The CAP theorem states that a distributed system can at most provide two of the following three guarantees simultaneously:

Consistency (C) : All nodes see the same latest data. Writes go to a leader and are replicated to followers; reads return the most recent version.

Availability (A) : Every non‑failed node can serve requests, ensuring the system remains responsive even if some data is stale.

Partition tolerance (P) : The system continues operating despite network partitions that cause nodes to lose communication.

Because network delays are inevitable, partition tolerance must be satisfied, forcing a trade‑off between consistency and availability. In practice, CP systems (e.g., financial services) prioritize strong consistency, while AP systems (e.g., news‑feed counters) favor availability.

BASE Model

To relax the strictness of CAP, the BASE model was proposed (originating from eBay) and consists of:

Basically Available (BA) : The system remains operational even when some components degrade, providing degraded performance rather than total failure.

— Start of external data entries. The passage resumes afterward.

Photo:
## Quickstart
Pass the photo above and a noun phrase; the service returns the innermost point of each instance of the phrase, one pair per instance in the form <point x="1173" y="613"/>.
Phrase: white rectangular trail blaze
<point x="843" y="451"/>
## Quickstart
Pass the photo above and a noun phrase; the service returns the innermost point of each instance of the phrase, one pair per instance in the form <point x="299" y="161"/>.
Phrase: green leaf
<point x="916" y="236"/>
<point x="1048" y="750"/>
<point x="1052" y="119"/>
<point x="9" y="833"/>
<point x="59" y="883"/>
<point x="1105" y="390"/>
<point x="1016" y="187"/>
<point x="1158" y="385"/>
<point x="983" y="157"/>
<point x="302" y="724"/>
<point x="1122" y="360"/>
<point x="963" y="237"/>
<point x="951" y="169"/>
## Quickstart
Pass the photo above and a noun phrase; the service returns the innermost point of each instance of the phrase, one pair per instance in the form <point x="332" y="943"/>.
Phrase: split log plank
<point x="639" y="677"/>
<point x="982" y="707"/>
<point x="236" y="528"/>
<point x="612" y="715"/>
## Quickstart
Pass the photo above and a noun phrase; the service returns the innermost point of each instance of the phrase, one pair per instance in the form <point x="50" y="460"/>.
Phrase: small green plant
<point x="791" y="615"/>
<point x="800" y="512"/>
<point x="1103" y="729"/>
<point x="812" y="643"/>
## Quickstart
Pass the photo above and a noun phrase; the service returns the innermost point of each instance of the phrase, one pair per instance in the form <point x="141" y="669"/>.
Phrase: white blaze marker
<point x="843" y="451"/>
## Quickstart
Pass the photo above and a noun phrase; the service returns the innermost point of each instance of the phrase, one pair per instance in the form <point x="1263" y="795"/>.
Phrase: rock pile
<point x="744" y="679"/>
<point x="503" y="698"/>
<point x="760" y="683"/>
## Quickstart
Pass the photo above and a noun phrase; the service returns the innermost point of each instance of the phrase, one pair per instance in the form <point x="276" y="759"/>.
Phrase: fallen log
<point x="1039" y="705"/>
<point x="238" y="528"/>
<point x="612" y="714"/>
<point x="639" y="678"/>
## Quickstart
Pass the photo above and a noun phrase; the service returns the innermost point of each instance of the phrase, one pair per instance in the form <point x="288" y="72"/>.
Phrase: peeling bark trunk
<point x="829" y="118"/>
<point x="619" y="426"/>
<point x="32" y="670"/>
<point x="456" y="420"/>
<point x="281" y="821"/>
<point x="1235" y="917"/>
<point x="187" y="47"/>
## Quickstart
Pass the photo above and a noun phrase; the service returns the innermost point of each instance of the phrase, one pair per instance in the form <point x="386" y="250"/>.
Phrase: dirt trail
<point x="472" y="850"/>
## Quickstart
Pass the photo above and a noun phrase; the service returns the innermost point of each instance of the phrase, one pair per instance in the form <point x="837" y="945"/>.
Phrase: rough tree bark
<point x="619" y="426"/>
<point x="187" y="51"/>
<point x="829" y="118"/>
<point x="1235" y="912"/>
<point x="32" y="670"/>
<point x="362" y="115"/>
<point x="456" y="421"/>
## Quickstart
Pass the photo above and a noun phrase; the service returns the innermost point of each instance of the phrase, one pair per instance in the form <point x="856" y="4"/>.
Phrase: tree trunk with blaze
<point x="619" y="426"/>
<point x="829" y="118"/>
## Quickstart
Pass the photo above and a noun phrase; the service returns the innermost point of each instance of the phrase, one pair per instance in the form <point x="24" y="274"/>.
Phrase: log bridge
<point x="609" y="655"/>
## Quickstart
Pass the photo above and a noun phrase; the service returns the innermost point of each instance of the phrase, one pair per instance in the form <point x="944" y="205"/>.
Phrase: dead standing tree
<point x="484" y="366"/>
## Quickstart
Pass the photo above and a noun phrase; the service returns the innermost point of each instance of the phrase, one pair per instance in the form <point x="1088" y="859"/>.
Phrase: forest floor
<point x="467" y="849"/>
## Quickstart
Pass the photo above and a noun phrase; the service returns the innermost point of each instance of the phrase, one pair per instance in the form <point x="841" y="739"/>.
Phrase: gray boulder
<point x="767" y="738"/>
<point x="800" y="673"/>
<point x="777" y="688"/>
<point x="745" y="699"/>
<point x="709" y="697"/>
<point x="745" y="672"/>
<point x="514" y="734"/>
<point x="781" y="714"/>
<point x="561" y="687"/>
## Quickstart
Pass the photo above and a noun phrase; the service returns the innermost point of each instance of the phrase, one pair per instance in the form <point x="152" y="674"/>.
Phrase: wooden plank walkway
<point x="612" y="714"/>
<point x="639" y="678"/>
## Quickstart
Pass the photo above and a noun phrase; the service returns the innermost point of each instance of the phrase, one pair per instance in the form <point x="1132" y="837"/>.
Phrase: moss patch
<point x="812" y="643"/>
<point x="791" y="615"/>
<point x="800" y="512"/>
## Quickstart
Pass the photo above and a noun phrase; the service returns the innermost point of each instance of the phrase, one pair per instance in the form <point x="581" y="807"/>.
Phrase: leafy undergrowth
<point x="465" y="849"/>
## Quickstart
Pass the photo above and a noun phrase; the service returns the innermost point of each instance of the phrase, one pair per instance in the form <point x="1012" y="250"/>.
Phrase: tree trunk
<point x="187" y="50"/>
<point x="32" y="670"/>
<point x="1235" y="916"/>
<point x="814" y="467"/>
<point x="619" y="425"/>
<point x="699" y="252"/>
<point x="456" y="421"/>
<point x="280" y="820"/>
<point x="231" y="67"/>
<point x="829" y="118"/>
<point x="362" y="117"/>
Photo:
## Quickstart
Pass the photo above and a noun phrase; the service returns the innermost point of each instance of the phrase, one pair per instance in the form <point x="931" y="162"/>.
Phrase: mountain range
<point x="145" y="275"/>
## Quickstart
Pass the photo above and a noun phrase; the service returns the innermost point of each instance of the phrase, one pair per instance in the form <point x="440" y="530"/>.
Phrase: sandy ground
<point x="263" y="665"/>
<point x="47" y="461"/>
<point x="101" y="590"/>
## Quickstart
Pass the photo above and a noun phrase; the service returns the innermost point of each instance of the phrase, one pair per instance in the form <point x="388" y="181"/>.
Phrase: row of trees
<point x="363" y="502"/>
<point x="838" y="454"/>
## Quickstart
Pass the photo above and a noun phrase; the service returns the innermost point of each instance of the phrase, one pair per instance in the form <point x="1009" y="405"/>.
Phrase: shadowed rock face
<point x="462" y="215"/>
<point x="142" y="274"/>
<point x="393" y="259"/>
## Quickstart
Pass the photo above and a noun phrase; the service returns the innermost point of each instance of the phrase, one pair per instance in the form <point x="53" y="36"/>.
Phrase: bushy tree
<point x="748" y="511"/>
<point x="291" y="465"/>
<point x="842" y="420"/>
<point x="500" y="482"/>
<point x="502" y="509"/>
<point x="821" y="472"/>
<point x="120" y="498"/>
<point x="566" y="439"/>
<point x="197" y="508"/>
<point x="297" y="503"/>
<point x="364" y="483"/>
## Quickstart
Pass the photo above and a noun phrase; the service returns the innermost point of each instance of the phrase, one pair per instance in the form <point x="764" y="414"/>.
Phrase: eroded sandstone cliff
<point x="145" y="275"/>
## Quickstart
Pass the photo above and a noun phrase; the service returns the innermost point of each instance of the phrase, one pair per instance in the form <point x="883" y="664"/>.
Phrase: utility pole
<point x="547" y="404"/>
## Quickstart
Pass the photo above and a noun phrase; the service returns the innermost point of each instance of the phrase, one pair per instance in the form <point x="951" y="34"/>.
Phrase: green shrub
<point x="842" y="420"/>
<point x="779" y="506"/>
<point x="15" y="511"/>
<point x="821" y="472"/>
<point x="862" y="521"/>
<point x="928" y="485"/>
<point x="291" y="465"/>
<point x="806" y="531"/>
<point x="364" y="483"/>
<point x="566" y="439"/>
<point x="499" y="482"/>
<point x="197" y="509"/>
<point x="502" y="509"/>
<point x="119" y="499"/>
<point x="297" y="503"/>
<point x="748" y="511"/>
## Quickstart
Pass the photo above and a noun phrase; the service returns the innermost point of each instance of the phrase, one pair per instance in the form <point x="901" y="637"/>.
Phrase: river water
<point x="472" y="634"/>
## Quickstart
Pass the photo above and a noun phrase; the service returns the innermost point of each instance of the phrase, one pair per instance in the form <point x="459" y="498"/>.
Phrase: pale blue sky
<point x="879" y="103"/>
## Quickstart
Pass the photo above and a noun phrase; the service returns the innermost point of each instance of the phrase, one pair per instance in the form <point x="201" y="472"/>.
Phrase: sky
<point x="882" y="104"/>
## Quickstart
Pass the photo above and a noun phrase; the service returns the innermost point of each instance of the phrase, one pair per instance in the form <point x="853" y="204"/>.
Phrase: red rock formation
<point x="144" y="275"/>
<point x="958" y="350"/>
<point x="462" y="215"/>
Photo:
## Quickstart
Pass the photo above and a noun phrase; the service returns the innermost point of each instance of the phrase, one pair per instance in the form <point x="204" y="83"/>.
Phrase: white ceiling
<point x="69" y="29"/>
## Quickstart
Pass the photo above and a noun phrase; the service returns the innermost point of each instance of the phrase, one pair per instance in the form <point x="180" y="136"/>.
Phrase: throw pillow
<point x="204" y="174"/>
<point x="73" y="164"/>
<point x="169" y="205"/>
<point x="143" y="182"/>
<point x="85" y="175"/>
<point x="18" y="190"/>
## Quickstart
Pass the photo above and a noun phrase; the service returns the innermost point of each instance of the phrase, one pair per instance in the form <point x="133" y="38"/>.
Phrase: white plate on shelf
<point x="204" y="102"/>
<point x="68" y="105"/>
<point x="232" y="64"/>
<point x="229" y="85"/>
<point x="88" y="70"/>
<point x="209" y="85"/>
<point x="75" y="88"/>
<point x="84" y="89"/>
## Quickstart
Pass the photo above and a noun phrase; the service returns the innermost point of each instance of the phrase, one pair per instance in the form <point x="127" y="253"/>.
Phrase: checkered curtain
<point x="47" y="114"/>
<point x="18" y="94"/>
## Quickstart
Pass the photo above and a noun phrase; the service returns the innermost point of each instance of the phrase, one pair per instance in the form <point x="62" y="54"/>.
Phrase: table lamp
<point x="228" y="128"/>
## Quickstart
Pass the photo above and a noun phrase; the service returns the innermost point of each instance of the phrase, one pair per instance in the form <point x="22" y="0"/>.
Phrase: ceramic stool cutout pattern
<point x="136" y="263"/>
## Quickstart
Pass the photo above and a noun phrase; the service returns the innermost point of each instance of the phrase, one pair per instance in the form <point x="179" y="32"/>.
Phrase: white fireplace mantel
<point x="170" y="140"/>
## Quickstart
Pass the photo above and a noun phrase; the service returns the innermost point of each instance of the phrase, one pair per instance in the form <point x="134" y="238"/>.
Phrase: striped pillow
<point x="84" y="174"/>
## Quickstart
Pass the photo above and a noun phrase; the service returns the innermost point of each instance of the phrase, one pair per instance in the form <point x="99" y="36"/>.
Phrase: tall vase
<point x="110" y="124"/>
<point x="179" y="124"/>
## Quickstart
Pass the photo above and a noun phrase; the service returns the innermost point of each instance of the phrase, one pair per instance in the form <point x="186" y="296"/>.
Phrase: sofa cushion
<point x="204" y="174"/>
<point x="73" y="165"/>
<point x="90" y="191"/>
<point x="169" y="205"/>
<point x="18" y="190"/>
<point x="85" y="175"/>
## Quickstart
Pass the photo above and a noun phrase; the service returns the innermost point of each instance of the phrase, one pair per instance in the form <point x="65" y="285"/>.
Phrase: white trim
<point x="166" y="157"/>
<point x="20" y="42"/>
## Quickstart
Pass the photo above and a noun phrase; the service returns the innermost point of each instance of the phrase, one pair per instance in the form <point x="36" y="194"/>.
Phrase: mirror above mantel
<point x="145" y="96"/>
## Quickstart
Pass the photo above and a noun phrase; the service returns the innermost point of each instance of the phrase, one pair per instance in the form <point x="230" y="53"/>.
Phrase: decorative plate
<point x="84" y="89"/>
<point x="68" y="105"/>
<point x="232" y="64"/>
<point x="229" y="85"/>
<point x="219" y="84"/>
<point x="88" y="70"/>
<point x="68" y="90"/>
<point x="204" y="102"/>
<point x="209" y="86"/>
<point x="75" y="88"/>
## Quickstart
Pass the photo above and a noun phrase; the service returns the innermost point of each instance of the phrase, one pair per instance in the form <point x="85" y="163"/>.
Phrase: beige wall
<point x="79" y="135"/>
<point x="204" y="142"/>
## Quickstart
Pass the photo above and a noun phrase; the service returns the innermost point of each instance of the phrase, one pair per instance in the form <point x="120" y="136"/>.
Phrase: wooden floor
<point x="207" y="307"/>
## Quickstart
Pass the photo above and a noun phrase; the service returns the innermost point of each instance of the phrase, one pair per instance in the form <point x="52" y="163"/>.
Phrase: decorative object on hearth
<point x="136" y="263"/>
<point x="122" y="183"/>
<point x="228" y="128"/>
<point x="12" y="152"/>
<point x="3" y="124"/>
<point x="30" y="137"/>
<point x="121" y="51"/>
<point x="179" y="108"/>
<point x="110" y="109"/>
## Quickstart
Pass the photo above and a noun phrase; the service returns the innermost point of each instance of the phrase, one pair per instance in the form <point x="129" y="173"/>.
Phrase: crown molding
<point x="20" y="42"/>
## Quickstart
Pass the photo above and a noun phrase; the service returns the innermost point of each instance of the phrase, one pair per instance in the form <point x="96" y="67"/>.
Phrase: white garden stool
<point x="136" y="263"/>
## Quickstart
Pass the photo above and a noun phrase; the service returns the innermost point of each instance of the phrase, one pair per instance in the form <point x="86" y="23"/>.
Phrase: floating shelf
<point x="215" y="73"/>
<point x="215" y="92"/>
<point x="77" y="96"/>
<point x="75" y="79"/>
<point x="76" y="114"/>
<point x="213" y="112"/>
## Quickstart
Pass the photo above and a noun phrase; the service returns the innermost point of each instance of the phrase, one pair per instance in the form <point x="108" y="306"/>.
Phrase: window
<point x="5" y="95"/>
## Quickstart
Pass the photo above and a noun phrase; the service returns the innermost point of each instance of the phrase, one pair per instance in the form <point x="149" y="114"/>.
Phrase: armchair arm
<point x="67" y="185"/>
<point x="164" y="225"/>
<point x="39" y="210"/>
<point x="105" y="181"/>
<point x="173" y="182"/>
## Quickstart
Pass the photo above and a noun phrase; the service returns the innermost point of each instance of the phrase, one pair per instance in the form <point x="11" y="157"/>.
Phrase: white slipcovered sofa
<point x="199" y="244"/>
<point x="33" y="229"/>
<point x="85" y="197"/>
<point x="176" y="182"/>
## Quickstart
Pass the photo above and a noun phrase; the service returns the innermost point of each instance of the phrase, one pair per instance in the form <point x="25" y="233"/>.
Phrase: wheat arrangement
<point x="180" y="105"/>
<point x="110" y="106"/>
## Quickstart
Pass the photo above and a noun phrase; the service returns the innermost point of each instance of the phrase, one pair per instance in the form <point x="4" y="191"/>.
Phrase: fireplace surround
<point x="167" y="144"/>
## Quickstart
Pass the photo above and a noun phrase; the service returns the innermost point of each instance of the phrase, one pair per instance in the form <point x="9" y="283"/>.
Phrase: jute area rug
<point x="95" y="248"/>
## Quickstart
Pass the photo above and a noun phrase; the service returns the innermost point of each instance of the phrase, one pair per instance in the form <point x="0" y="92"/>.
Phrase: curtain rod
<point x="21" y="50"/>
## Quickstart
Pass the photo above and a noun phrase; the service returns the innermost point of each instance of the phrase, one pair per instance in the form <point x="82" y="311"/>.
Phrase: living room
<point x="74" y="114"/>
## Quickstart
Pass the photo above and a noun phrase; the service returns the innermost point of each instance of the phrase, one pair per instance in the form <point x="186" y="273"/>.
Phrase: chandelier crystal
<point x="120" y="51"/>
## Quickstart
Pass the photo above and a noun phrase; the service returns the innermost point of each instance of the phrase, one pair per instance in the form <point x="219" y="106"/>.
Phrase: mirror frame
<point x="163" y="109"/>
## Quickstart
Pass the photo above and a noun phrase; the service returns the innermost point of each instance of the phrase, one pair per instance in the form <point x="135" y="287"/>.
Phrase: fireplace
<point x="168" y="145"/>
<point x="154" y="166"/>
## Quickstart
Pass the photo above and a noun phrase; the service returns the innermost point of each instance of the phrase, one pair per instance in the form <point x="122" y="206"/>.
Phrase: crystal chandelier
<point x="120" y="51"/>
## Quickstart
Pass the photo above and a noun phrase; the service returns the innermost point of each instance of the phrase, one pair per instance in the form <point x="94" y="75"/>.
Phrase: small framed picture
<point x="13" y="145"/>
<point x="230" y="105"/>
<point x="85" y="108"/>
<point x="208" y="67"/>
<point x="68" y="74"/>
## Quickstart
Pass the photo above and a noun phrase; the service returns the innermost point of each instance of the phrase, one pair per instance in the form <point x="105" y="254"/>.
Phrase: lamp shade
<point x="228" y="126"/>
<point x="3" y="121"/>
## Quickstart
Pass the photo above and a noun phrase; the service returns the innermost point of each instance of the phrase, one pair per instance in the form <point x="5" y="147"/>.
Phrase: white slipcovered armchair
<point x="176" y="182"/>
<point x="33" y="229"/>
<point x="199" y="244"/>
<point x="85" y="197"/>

Soft state (S) : System state may change over time without input, allowing temporary inconsistencies such as replication lag.

Eventual consistency (E) : After a period of instability, all replicas converge to the same state.

BASE is suitable for scenarios where temporary inconsistency is acceptable as long as the system eventually becomes consistent.

Consistent Hashing

Traditional modulo hashing (e.g., hash(key) % num) causes massive cache invalidation when a new node is added, because most keys remap to different servers. Consistent hashing solves this by mapping both keys and servers onto a logical ring.

Hash each server node onto the ring.

Hash each key onto the same ring and walk clockwise to the first server encountered; that server stores the key.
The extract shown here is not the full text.